Наконец она все-таки столкнула со стола железную тарелку из-под хлеба: ее вихлястая пляска перешла в громовую дрожь и внезапно оборвалась. От железного хлябанья мать приоткрыла бессмысленные глаза и попросила принести таблетку аспирина. Лекарства хранились в старой коробке из-под обуви с одним оторвавшимся бортом, сверху заваленной останками поломанных очков. Сколько девочка ни рылась в целлофановых таблеточных упаковках, иногда стянутых резинками в пачки, иногда разодранных в шелуху – нигде не нашла даже обрывка слова «аспирин». На дне коробки, засыпанном белесой пылью и травяной лекарственной трухой, болталось множество таблеток россыпью: иные пожелтели и стали как костяные, иные мягко мазались на пальцы; между ними попадались лаковые пилюльки, побитые, но шустрые. Безымянные, они были так же опасны, как и неизвестные болезни, соответствующие им и представленные ими, подобно тому как изношенное платье бывает представлено сохранившимися пуговицами. Нервно всхлипнув, девочка выбрала между ними одну, поцелее и покрепче. Ей почудилось, что она сумеет обмануть неизбежное будущее, если притворится, будто отыскала нужное лекарство и вылечила мать.

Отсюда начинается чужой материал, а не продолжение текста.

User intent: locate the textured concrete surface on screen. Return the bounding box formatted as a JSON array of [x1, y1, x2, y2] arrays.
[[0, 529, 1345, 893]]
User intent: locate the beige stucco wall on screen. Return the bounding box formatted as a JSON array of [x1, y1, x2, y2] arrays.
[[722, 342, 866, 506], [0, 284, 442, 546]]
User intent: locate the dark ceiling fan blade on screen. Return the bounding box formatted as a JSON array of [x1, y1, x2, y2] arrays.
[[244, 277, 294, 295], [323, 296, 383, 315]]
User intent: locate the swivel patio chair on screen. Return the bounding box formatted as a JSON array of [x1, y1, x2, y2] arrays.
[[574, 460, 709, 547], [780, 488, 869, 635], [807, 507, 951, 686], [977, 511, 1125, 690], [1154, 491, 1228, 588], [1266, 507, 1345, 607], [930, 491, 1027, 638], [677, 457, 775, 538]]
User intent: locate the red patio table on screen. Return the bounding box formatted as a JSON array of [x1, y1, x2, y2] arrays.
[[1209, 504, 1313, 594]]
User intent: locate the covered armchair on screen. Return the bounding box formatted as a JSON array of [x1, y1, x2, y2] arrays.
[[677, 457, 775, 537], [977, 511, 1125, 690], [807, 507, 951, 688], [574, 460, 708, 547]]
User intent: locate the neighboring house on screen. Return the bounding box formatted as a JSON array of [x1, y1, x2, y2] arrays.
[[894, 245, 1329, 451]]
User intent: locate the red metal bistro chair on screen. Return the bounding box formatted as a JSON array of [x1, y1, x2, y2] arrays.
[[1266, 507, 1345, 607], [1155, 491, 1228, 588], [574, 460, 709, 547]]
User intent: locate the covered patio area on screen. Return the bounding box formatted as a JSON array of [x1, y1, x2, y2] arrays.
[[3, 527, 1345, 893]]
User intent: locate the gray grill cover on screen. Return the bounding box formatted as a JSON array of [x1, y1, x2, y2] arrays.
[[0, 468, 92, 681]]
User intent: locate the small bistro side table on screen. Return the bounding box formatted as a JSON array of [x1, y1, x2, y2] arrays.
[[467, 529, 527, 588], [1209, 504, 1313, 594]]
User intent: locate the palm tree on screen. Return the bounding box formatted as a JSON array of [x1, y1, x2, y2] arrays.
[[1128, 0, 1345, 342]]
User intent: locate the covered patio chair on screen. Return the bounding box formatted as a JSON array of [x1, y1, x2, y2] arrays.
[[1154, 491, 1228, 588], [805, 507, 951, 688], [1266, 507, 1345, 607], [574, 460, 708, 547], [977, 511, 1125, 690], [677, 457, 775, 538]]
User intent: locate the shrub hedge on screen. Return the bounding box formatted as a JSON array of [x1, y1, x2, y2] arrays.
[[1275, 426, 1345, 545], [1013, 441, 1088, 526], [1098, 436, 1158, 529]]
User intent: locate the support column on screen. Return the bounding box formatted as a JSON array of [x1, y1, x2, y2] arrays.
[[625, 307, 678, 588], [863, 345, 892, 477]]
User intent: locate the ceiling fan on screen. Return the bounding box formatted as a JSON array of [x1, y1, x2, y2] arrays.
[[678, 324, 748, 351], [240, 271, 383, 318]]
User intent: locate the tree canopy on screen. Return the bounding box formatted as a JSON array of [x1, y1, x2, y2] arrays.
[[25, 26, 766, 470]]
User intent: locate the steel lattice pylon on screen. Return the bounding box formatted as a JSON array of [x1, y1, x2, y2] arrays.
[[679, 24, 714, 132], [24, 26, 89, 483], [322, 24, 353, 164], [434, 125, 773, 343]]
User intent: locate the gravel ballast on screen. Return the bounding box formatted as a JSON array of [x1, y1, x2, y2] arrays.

На кухне девочка плюхнула из графина в захлебнувшийся стакан целую бульбу воды, облив себе руку и клеенку со вчерашними крошками! Внезапно ей показалось, что она действительно одна в квартире. Хрипел и жидко проливался в раковину слабенький кран, стучало на пол с толстой трубы, покрытой каплями воды и отверделой масляной краски; мутно и толсто, будто смерзшиеся в лед, зеленели на подоконнике молочные бутылки. Все вокруг сделалось чужое, ничего нельзя было трогать без хозяйки, чье отсутствие ощущалось гораздо сильнее, чем когда она уходила в вечернюю школу или в магазин. В эту минуту девочка впервые догадалась, что со временем должна покинуть этот дом,– и когда через двадцать четыре года, обнаружив и оставив потерявшуюся мать в областной онкологии, Катерина Ивановна, как была в пальто и резиновых сапогах с налипшими листьями, прошла зачем-то на кухню, она сразу узнала свое детское ощущение. На кухне капало, капало – со звоном в раковину, тупо в пол,– казалось, это уличный дождь проникает сквозь верхние этажи и заливает брошенную квартиру. Казалось, равномерный холодный дождь образовался в воздухе из давнего снега и размочил его побитые остатки в мелкие извилистые лужицы; время повернуло вспять. Лежалая осень снова развесилась по деревьям больничного городка, где мама махала Катерине Ивановне из окна своей палаты, и было такое чувство, будто ее четвертый корпус – это поезд, который вот-вот отойдет от перрона, и хотелось, чтобы скорее истекли томительные минуты прощания. Вернувшись в опустелую квартиру, Катерина Ивановна сидела праздно, будто маленькая девочка, пока Маргарита тихонько шуршала в комнате, собирая ее к себе. Дом из целой коробки вдруг превратился во что-то сквозное, в лежащую на улице груду кое-как составленных перекрытий с забытыми вещами внутри, а земля вокруг сделалась твердая и ничего не принимала на переработку, далее вода держалась в лужах будто в глиняной посуде. Катерина Ивановна подумала, что теперь все умершее и испорченное будет оставаться на поверхности и складываться в горы, угловатые и словно бы костлявые,– и тут же вспомнила, что эта мысль уже приходила в детстве, когда она впервые испугалась маминых похорон.